Once a paste is formed, drizzle the oil in until the mixture becomes smooth.
Add the butter in big knobs, pulsing to evenly distribute. At this point, if you aren't opposed to making more dirty dishes, you can transfer the mix to a paddle mixer. The longer you mix it the fluffier it'll be... we like it to be bright green marshmallow fluff!
Season to taste... check for salt and acidity in particular. Add more lemon juice if needed.
Put a generous scoop of butter in a pot (any pot will do, make sure it has a lid and is big enough so you'll be able to stir the clams you're going to steam).
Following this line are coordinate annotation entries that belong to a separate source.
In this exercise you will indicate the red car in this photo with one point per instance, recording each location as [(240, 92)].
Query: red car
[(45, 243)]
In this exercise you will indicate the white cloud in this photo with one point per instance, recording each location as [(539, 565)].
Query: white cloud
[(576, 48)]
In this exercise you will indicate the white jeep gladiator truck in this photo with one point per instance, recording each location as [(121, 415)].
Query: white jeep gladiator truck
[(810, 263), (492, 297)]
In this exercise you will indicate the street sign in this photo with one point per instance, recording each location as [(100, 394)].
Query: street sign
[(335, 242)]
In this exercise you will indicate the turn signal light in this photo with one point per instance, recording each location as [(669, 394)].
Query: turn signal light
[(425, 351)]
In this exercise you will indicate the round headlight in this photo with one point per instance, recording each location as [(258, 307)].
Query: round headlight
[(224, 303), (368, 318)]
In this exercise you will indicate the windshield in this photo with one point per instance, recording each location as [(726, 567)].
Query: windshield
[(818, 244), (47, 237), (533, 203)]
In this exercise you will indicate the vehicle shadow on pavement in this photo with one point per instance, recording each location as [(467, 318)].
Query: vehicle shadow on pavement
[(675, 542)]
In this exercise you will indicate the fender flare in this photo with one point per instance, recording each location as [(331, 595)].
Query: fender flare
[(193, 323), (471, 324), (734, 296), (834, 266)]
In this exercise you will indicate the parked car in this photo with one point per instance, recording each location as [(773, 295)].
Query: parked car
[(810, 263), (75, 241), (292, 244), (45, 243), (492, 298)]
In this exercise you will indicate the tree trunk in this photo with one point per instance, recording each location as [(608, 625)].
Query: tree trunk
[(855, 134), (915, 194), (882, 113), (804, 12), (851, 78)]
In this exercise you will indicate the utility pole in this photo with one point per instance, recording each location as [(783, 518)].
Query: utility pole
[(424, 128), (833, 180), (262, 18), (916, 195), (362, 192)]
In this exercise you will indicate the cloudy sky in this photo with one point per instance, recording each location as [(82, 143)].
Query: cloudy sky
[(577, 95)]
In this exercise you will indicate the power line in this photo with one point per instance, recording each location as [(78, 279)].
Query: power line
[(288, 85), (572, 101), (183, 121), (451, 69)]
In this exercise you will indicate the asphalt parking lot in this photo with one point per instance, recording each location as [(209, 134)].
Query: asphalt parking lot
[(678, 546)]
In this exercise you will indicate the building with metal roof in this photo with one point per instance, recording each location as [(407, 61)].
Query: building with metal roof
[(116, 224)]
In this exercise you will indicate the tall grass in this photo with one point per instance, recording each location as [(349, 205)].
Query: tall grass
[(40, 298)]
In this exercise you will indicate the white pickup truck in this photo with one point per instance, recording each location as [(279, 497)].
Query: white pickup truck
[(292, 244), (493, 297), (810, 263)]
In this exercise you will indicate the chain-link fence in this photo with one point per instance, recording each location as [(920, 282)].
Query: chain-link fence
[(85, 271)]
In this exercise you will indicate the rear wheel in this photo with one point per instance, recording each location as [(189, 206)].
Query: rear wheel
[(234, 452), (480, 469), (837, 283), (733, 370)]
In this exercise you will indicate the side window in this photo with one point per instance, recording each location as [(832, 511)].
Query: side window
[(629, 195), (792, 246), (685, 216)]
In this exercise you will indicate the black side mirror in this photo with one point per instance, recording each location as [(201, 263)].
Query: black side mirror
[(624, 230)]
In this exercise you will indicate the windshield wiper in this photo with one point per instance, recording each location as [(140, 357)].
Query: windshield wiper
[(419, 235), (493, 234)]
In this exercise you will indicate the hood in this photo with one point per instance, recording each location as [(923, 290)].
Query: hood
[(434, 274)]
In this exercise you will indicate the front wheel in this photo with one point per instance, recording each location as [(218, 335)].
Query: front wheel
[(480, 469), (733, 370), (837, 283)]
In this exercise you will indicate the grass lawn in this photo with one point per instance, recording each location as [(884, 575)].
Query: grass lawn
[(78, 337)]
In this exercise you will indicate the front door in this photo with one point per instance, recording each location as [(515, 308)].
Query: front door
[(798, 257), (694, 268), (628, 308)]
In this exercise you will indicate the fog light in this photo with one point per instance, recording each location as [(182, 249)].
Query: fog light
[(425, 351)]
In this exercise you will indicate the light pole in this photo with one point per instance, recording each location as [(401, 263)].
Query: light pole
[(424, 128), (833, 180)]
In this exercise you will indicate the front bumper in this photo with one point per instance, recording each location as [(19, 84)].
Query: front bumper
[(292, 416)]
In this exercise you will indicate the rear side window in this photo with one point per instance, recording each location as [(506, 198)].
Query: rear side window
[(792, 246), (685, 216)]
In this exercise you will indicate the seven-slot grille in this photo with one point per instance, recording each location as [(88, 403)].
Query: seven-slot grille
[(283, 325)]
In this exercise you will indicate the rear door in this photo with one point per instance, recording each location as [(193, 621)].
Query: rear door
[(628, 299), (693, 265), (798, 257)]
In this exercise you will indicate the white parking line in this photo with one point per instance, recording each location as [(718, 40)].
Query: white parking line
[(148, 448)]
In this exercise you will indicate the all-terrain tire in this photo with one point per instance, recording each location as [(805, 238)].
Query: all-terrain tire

Add some veggies if you like... fresh thyme, kale from the garden & leeks. Once everything is sizzling and soft add the clams and wine. Cover and let the clams steam.
Remove from heat once the clams have opened (see our tips for steaming clams). Transfer the clams to serving bowls with a slotted spoon, and then ladle the buttery kale & white wine broth over each bowl.
Serve with toasty bread and a smile!